Modeling 0.6 million genes for the rational design of functional cis-regulatory variants and de novo design of cis-regulatory sequences

• Published in: Proceedings of the National Academy of Sciences - PNAS Vol. 121; no. 26; p. e2319811121
• Main Authors: Li, Tianyi, Xu, Hui, Teng, Shouzhen, Suo, Mingrui, Bahitwa, Revocatus, Xu, Mingchi, Qian, Yiheng, Ramstein, Guillaume P., Song, Baoxing, Buckler, Edward S., Wang, Hai
• Format: Journal Article
• Language: English
• Published: United States National Academy of Sciences 25.06.2024
• Subjects: Algorithms; Annotations; Binding sites; Binding Sites - genetics; Biological Sciences; Biophysics and Computational Biology; Conserved sequence; Deep Learning; Deoxyribonucleic acid; Design; DNA; Gene Expression Regulation, Plant; Gene sequencing; Genes, Plant; Genetics; Models, Genetic; Nucleotide sequence; Nucleotides; Physical Sciences; Plant Biology; Plant species; Plants - genetics; Polymorphism, Single Nucleotide; Population genetics; Quantitative Trait Loci; Regulatory sequences; Regulatory Sequences, Nucleic Acid - genetics; Single-nucleotide polymorphism; Transcription Factors - genetics; Transcription Factors - metabolism; Zea mays - genetics; deep learning; synthetic biology; engineering; transcriptional regulation; cis-engineering
• ISSN: 0027-8424; 1091-6490; 1091-6490
• DOI: 10.1073/pnas.2319811121

SignificanceThe enormous variation space and obscure syntax rules of eukaryotic transcriptional regulatory DNA sequences hamper their rational design. Here, we developed PhytoExpr, a deep learning framework that reads regulatory DNA sequences to predict their messenger ribonucleic acid (mRNA) abundance and also the plant species they are from. PhytoExpr was trained over major clades of the plant kingdom to make predictions on unseen gene families from unseen species. The sequence features learned by PhytoExpr were enriched with conserved noncoding sequences, transcription factor binding sites, and eQTLs.

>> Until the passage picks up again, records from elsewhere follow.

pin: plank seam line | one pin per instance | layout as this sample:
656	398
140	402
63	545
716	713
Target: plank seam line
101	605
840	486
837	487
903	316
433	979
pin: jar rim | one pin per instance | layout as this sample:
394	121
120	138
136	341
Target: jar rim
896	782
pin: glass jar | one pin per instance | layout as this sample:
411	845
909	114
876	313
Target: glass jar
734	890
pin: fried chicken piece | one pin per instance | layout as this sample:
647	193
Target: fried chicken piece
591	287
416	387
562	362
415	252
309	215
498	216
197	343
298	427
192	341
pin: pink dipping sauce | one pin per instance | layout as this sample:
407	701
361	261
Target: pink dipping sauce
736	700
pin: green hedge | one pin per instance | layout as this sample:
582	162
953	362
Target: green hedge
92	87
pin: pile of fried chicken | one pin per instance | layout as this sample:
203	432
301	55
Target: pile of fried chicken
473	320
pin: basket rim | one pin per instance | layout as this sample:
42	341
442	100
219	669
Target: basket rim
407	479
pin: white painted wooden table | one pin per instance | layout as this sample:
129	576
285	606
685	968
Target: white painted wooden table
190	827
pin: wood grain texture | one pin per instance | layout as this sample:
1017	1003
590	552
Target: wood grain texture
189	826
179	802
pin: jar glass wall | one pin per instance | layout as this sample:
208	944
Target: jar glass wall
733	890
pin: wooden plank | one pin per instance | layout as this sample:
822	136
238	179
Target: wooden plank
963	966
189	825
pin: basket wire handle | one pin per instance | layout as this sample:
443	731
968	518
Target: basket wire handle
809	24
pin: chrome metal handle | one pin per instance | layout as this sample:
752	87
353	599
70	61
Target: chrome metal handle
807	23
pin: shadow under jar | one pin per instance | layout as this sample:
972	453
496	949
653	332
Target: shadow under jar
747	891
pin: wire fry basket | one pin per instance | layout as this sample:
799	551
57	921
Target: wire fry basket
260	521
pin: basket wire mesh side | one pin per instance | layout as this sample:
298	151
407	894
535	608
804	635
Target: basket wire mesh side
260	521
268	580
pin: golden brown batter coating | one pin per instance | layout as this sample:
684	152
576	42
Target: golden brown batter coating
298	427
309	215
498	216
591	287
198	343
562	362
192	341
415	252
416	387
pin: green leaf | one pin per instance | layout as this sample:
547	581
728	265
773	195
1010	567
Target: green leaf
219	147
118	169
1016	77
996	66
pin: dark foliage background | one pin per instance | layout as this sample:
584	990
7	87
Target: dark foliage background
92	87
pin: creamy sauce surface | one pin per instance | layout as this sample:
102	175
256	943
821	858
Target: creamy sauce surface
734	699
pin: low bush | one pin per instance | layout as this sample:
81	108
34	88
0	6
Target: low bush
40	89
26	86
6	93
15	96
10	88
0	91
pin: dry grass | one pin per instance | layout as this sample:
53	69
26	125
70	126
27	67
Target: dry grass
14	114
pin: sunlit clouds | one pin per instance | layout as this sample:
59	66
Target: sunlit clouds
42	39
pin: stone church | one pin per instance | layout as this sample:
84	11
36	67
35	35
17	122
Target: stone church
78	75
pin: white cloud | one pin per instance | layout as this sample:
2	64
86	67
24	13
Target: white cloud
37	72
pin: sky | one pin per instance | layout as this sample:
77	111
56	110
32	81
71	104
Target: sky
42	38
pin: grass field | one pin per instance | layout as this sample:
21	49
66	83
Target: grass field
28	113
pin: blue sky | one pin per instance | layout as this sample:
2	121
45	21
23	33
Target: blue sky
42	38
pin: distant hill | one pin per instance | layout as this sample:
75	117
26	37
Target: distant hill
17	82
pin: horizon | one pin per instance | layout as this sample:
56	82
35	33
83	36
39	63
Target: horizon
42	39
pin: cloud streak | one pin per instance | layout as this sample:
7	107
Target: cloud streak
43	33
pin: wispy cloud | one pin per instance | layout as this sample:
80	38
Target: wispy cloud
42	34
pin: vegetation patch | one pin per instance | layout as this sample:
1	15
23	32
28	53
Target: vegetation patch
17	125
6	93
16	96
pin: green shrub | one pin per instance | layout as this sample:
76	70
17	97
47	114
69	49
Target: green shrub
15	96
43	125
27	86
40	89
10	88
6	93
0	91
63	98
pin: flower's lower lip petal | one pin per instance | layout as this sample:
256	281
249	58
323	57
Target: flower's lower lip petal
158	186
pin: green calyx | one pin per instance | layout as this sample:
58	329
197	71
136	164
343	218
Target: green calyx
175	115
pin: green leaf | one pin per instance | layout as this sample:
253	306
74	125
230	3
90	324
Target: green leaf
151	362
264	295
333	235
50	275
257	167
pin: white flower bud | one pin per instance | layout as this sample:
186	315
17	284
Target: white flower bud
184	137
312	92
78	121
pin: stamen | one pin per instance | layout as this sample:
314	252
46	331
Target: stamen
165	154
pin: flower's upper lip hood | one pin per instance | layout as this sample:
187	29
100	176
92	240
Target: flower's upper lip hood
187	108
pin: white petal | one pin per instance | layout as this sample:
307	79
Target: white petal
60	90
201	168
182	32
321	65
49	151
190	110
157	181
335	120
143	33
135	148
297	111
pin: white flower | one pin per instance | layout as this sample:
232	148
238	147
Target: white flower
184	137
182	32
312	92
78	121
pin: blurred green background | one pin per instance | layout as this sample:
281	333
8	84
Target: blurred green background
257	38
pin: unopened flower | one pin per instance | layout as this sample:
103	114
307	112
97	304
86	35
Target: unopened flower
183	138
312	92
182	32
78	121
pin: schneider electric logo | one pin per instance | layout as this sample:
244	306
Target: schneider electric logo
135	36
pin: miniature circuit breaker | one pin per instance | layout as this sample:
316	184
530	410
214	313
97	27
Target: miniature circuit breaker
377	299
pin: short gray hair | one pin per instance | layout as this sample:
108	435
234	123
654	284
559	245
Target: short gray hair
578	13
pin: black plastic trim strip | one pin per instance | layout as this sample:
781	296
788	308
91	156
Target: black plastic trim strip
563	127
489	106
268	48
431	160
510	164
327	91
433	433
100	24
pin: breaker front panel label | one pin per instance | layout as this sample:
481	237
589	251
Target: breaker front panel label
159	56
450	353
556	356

We also fit PhytoExpr into two algorithms for the rational design of functional cis-regulatory variants for genome editing, as well as the de novo design of species-specific cis-regulatory DNA sequences for synthetic biology. Rational design of plant cis-regulatory DNA sequences without expert intervention or prior domain knowledge is still a daunting task. Here, we developed PhytoExpr, a deep learning framework capable of predicting both mRNA abundance and plant species using the proximal regulatory sequence as the sole input. PhytoExpr was trained over 17 species representative of major clades of the plant kingdom to enhance its generalizability. Via input perturbation, quantitative functional annotation of the input sequence was achieved at single-nucleotide resolution, revealing an abundance of predicted high-impact nucleotides in conserved noncoding sequences and transcription factor binding sites. Evaluation of maize HapMap3 single-nucleotide polymorphisms (SNPs) by PhytoExpr demonstrates an enrichment of predicted high-impact SNPs in cis-eQTL. Additionally, we provided two algorithms that harnessed the power of PhytoExpr in designing functional cis-regulatory variants, and de novo creation of species-specific cis-regulatory sequences through in silico evolution of random DNA sequences. Our model represents a general and robust approach for functional variant discovery in population genetics and rational design of regulatory sequences for genome editing and synthetic biology.